Got it. Thanks everyone.

A
Assaf Ginzburg
Chief Financial Officer

Welcome.

Operator

[Operator Instructions] Our next question comes from the line of Ned Baramov of Wells Fargo.

N
Ned Baramov
Wells Fargo

Good morning. Thanks for taking the question. A follow-up on Paline if I may. So will the planned expansion be timed to match the in service of the expansion of Red River?

U
Uzi Yemin
Chairman and Chief Executive Officer

The time to do the Paline project is over the next two to three quarters, maybe four quarters. So it may match, we just need to evaluate the assets and generally we would like to come with numbers before we announce that project. We are doing the engineering as we speak and I wouldn't be surprised if it would be all to - if everything will come together at the same time.

N
Ned Baramov
Wells Fargo

Got you. And then question on the West Texas margins, it seems there was another strong quarter with $6.25 per barrel, versus what I think we have discussed in the past in terms of the normalized level in the range of $1.50 to $2.50, could you maybe talk about DKL’s ability to maintain these higher margins going forward?

U
Uzi Yemin
Chairman and Chief Executive Officer

Well $2.50 is, I don't thing ever was much in the card with the value the way they are, because just shipping from the goals, today on Magellan is $0.085 to $0.09. So this is without terminalling on anything like that.
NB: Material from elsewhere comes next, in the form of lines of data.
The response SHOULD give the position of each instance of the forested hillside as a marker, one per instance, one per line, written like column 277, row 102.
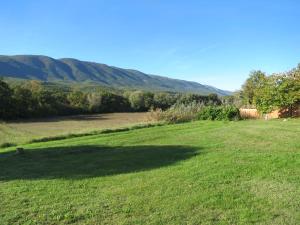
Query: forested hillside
column 72, row 70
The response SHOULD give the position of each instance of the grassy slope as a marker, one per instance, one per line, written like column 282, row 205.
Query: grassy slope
column 194, row 173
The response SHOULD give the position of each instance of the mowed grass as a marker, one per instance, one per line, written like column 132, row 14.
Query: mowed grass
column 245, row 172
column 22, row 131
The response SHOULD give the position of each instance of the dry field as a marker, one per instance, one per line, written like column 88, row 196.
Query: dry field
column 24, row 130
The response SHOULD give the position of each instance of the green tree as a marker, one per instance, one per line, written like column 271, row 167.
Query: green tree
column 255, row 82
column 5, row 100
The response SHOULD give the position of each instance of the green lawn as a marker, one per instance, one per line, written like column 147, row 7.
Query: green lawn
column 194, row 173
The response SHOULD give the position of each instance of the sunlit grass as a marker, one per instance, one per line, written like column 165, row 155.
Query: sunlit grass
column 194, row 173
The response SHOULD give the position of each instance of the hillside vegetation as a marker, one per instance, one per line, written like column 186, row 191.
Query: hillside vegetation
column 245, row 172
column 72, row 70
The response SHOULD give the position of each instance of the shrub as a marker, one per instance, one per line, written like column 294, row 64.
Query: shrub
column 219, row 113
column 177, row 113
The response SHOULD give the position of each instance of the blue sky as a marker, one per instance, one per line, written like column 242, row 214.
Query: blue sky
column 213, row 42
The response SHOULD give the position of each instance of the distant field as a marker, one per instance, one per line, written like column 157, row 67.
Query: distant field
column 25, row 130
column 204, row 172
So if you take that just the floor is $3.50 or $4.

Now, obviously the market is very strong, we see a tremendous amount of drilling. So, I think Blake mentioned that in July we saw $7.80. So for the rest of the year, we - unless something - drilling will fall off the cliff. We should continue to see good margins.

N
Ned Baramov
Wells Fargo

That is helpful. Thanks that is all I had.

U
Uzi Yemin
Chairman and Chief Executive Officer

Thanks Ned.

Operator

[Operator Instructions] There are no further question at this time. Presenters, you may proceed.

U
Uzi Yemin
Chairman and Chief Executive Officer

Thanks, Jay. Well, I would like to thank everybody around the table. Specifically, I would like to welcome again, Blake, great addition to the team. I would like to thank my colleagues around the table and to the Management team for the hard work they are putting together. I would like to thank the Board of Directors for the trust they put in us. Obviously, you investors for all these years, and mainly I would like to thank each one of the employees of this great Company who make this Company what it is. Have a great day, we will talk to you in the future.

Operator

Thank you again for joining us today. This concludes today's conference call. You may now disconnect. Have a great day.